Neuerdings werden solche Kettenbriefe über Whatsapp und ähnliches versendet. Zum Teil werden da auch ganz perfide Drohungen ausgesprochen – so an Voodoo anmutende Flüche. Mit ein bisschen Mathe kann man den Kindern die Angst davor nehmen, Nein zu sagen.
Nein sagen, ist ja nicht ganz einfach. Und sich von "höheren Mächten" völlig unabhängig fühlen schon gar nicht.
Ich schreibe gerade an einem Roman, in dem der Protagonist gerade die Sache mit dem Schicksal überhaupt nicht im Griff hat. Hier ein Auszug:
Auf dem Weg zur Wohnung spielte Peter das „Schicksalsspiel“. Das waren einfache Wenn-Dann-Sätze wie zum Beispiel: „Wenn der nächste Bus die Nummer 31 ist, dann wird das ein toller Abend.“ Es funktionierte auch mit Abzählen von Gitterstäben. Eine gerade Zahl bedeutete beispielsweise ein besseres Verhältnis zu Henriette. Im Grunde genommen war das nichts anderes als eine ausgebaute Variante des Zerpflückens von Margeritenblüten. Wäre er verliebt gewesen, hätte er vielleicht getestet, ob die Angebetete seine Liebe erwidern würde. Etwas, das er im Fall von Henriette bestimmt nicht riskieren würde. So beschränkte er sich auf einfache Dinge, die Zukunft betreffend. Der Trick dabei war, nicht gleich beim ersten negativen Ereignis aufzugeben. Die Erfahrung zeigte, dass irgendwann schon der richtige Bus, die günstige Anzahl, die gewünschte Farbe kam. Es war eine Frage der Geduld.

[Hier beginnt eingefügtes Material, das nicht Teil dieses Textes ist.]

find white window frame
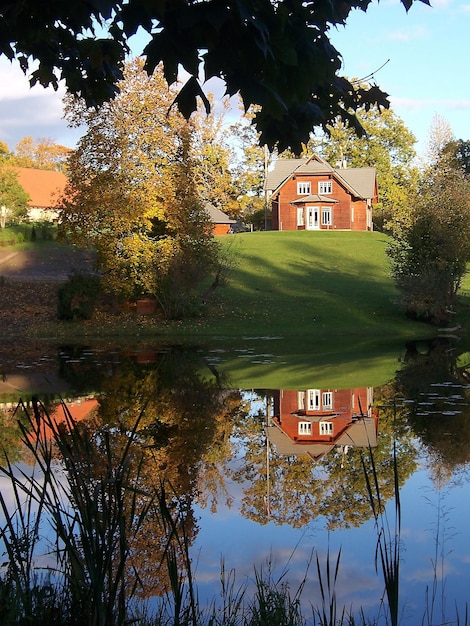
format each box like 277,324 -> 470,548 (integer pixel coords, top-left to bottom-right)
321,206 -> 333,226
297,180 -> 312,196
321,391 -> 333,411
319,422 -> 333,436
318,180 -> 333,196
307,389 -> 321,411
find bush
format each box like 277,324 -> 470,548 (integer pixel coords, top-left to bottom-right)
57,273 -> 100,320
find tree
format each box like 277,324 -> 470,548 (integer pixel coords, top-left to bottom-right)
60,61 -> 217,317
426,115 -> 455,167
230,109 -> 273,230
308,109 -> 418,232
442,139 -> 470,176
388,159 -> 470,325
10,137 -> 71,172
0,165 -> 29,228
190,98 -> 240,217
0,0 -> 429,151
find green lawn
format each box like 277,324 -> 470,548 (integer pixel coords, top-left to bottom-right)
181,231 -> 432,341
163,232 -> 436,389
10,227 -> 436,389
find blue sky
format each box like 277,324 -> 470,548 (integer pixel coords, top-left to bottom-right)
0,0 -> 470,153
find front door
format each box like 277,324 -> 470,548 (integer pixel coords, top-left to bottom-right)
307,206 -> 320,230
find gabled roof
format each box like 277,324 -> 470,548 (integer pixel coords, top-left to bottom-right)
264,155 -> 333,191
265,155 -> 376,198
206,204 -> 237,224
335,167 -> 376,198
5,165 -> 67,209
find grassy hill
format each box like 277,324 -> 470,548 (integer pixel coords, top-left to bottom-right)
186,231 -> 432,340
167,231 -> 435,388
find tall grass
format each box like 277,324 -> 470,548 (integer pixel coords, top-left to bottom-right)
0,401 -> 468,626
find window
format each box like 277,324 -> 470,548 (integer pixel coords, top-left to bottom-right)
321,391 -> 333,411
320,422 -> 333,435
321,207 -> 333,226
299,422 -> 312,435
297,181 -> 310,196
318,180 -> 333,194
307,389 -> 320,411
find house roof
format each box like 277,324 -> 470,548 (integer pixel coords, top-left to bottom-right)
265,155 -> 376,198
206,204 -> 237,224
5,165 -> 67,209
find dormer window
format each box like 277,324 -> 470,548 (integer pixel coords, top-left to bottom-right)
299,422 -> 312,435
320,422 -> 333,437
297,180 -> 311,196
318,180 -> 333,194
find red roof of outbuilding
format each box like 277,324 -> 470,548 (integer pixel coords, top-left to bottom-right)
8,166 -> 67,209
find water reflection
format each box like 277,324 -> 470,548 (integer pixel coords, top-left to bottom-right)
0,340 -> 470,620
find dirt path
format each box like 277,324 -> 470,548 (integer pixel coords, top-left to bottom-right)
0,246 -> 94,281
0,247 -> 97,374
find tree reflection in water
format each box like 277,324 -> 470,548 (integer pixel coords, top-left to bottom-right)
3,340 -> 470,612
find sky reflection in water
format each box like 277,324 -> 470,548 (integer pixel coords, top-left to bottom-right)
0,346 -> 470,625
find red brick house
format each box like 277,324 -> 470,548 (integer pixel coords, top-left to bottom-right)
265,155 -> 377,231
268,387 -> 378,460
8,166 -> 67,222
206,204 -> 237,235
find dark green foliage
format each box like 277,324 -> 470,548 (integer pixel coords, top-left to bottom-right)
388,168 -> 470,325
0,0 -> 429,152
57,273 -> 100,320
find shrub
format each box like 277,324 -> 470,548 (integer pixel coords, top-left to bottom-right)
57,273 -> 100,320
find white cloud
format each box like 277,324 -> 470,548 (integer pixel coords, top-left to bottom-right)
390,97 -> 470,111
386,25 -> 429,41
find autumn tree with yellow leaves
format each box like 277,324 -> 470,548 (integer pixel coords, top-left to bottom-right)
59,60 -> 218,318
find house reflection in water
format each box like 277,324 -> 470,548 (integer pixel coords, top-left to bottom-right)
267,387 -> 378,461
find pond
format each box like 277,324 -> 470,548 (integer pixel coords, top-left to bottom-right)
0,339 -> 470,625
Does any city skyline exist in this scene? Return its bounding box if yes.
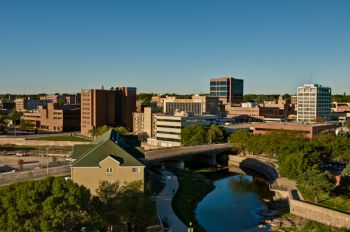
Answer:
[0,1,350,94]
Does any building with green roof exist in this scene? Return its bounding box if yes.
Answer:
[71,129,145,195]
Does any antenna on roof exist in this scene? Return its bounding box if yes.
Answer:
[309,73,313,84]
[115,131,119,144]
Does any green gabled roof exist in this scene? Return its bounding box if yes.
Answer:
[71,130,143,167]
[72,144,94,159]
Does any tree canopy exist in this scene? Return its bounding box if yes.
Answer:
[0,177,102,231]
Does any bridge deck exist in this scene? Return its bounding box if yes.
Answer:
[145,143,231,161]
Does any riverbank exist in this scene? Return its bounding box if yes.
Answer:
[172,170,215,232]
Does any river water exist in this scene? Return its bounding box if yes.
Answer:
[195,172,272,232]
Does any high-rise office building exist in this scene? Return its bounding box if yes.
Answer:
[297,84,332,123]
[81,87,136,135]
[163,95,219,115]
[210,77,243,104]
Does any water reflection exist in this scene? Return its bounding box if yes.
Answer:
[196,171,271,232]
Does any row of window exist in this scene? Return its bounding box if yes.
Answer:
[106,167,140,173]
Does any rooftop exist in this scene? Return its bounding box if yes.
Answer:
[71,129,144,167]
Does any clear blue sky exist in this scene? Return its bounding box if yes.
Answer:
[0,0,350,94]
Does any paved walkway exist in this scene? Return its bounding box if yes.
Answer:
[155,170,187,232]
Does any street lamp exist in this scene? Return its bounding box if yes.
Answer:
[45,147,49,175]
[187,222,193,232]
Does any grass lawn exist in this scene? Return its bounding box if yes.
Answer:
[27,135,92,142]
[171,170,214,231]
[0,145,72,153]
[303,191,350,213]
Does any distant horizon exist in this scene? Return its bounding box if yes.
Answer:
[0,0,350,94]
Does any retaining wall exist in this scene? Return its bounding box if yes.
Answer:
[228,155,278,183]
[289,193,350,229]
[0,138,89,147]
[229,155,350,229]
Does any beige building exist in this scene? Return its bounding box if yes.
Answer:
[252,123,335,138]
[71,130,145,195]
[40,93,80,105]
[21,103,80,132]
[15,97,52,112]
[147,111,218,147]
[133,107,157,139]
[209,77,244,105]
[163,95,219,115]
[297,84,332,123]
[81,87,136,135]
[225,103,280,118]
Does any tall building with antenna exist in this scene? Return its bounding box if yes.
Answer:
[297,84,332,123]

Peter war einer jener Menschen, die auch nach vier Stunden erfolglosen Angelns immer noch jede Minute mit einem Biss rechneten. Wie beim Eile-Mit-Weile-Spiel eröffnete jeder neue Wurf – ob mit der Angelrute oder dem Würfel – neue Möglichkeiten. Das Problem beim Fische fangen, oder bei weit wichtigeren Fängen im Leben, war eben, dass man nie wissen konnte, wann es Zeit war, aufzugeben. Im Aufgeben war Peter schlecht. Selbst wenn er eigentlich wusste, dass Bus Nummer 31 gar nicht in dieser Gegend verkehrte, ihm lauter Vierzehner begegneten, klammerte er sich an die Vorstellung, dass womöglich doch noch eine 31, auf einer Leerfahrt ins Depot zum Beispiel, an ihm vorbeifahren würde. Als er sein Wohnhaus erreicht hatte, blieb er noch fünf Minuten auf der Strasse stehen. Dann gab er doch auf. Vielleicht würde er zufällig eine 31 aus dem Fenster erspähen oder im Fernsehprogramm. Das wollte er auch gelten lassen. Im schlimmsten Fall konnte er immer noch in die City fahren, mit der 14, in eine Gegend, wo die Chancen auf Einunddreissiger erheblich höher waren. Manchmal, so war er überzeugt, musste man dem Schicksal etwas auf die Sprünge helfen. Vorerst stellte er sich auf einen todlangweiligen Abend ein. Er legte sich aufs Sofa und war praktisch sofort eingeschlafen.